Clerical abuse of women condemned in wake of documentary
Canada’s Catholic bishops and religious men and women have condemned the clerical abuse of women religious in the wake of a French documentary that was aired on television in Quebec.
The April 25 statement from the Canadian Conference of Catholic Bishops (CCCB) and the Canadian Religious Conference (CRC) coincided with the airing of a two-part documentary on the sexual abuse of nuns and religious sisters by priests on the French-language channel RDI. The documentary first aired in France on March 5.
“This is a worldwide tragedy acknowledged by Pope Francis and the International Union of Women Superiors General,” the statement said in acknowledging the accusations in the documentary.
“This report, like other media reports, highlights the particular vulnerability of young religious women in the Western world, but most importantly the global south.”
The CCCB and CRC “unreservedly condemn these wrongdoings and insist that the perpetrators must be investigated and judged by appropriate civil and ecclesiastical authorities,” said the statement.
The documentary told the stories of several women religious, some from France who were seduced by their priest spiritual director, others by a priest associated with a L’Arche community there.
A woman religious from Montreal named Lucie said she was regularly abused by a priest, but was told to “turn the page” and “forget about it.”
Sister Marie-Paul Ross, a psychotherapist in Quebec, said on the documentary a predator priest had confessed that women religious who became pregnant were forced to have abortions.
The documentary covered abuse by priests in the Community of St.

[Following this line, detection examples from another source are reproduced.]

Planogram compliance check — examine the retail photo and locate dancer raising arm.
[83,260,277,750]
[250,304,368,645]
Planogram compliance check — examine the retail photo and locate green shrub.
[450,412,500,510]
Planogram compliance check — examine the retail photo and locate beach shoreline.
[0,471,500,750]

Jean exposed in 2013.
“According to the report, some dioceses and institutions of consecrated life were slow to react and even covered up facts and allegations,” the CCCB-CRC statement said.
“These painful truths can only encourage us to do everything in our power to ensure that such crimes and sins will not happen again…. As Bishops and as men and women Superiors Major, our first concern goes to the victims,” along with a promise to “listen respectfully and answer with compassion” any complaints of suffering.
The statement notes both the CCCB and CRC are committed to implementing the protocols found in the latest sexual abuse document produced by the Canadian bishops in 2018 entitled Protecting Minors from Sexual Abuse: A Call to the Catholic Faithful in Canada for Healing, Reconciliation, and Transformation.
The documentary followed news reports of clerical abuse of religious women in the wake of the #MeToo movement, starting late last year and with more in February 2019, prompting Pope Francis to admit to reporters while travelling in the Middle East that clerical abuse of women religious is a problem.
However, the problem is not a new one. There have been reports dating back to the 1990s and the early 2000s.
In India, Bishop Franco Mulakkal of Jalandhar diocese was charged in early April after a nun accused him of raping a nun 13 times between 2014 and 2016. He has denied the charges. Last July, more than 80 sisters were among the signatories of a letter asking for the bishop to be removed.